Projects

Zones As Features For Phrase Based Decoding

Project leader: Colin Cherry

Desirable skills for participants: C++

Moses currently implements zones in the input text as hard re-ordering constraints: once you enter a zone, everything inside of it must be translated before exiting the zone. This project would use the same idea to create features. Annotated zones of the input would incur learned penalties when interrupted. Adapters to create annotated zones (and therefore, features) from the output of popular NLP tools such as PTB constituency parsers, Stanford dependencies, or named entity recognizers would be added to Moses as part of this project.

This work is inspired by the success of previous attempts to create soft constraints from the output of syntactic parsers, such as:

Colin Cherry, Cohesive Phrase-Based Decoding for Statistical Machine Translation, in Proceedings of ACL: HLT, June 2008

Yuval Marton, Philip Resnik. Soft Syntactic Constraints for Hierarchical Phrased-Based Translation, in Proceedings of ACL: HLT, June 2008

The hope is that these systems will have even greater impact in the presence of improved tuning technology (PRO/MIRA). This result would not be a surprise (read as: would probably not be publishable), as these sorts of features were tested in an early MIRA paper:

David Chiang; Yuval Marton; Philip Resnik, Online Large-Margin Training of Syntactic and Structural Translation Features, in Proceedings of EMNLP, October, 2008

The primary goal is to provide authors of monolingual NLP tools an easy way to test the impact of their automatic linguistic annotations on a well-defined problem such as SMT. A sub-goal is to compare various sources of annotated, unlikely-to-be-violated spans, such a dependency subtrees, constituency subtrees, syntactic chunks or named entities.
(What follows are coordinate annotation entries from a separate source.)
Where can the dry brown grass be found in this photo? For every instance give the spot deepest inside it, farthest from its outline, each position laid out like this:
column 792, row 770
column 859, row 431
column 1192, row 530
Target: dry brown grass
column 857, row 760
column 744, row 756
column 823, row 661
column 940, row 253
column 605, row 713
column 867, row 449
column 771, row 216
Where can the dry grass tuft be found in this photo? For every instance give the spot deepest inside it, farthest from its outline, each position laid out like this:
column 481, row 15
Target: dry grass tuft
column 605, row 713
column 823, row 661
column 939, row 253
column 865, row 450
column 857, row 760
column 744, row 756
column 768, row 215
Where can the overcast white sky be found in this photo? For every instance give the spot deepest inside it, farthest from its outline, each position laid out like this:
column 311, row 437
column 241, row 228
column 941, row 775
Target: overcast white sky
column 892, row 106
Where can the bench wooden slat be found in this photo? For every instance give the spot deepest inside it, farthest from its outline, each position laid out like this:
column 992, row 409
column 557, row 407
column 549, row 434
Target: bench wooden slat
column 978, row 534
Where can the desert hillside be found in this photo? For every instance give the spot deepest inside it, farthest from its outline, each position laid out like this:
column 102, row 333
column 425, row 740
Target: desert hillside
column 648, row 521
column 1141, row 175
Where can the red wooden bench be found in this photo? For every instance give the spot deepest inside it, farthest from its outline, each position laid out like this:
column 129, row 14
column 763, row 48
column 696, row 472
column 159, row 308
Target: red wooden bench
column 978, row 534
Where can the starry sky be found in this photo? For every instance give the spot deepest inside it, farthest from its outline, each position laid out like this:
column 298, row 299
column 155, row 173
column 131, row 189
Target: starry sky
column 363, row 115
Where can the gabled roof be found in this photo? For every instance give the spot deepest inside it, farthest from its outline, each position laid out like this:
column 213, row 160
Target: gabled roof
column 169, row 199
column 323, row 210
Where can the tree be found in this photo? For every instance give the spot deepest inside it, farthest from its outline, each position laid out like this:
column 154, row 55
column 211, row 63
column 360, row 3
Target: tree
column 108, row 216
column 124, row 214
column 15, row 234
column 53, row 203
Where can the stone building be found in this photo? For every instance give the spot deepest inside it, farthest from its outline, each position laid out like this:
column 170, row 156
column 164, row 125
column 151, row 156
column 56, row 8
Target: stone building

The penalty for leaving any such span could be learned based on attributes of the span (non-terminal labels for constituency trees, part-of-speech or arc-labels for dependencies).

Stretch goals could involve implementing the constraints / features for hierarchical decoding as well. We could also look into engineering more complex features that take into account details such as span length and nesting depth.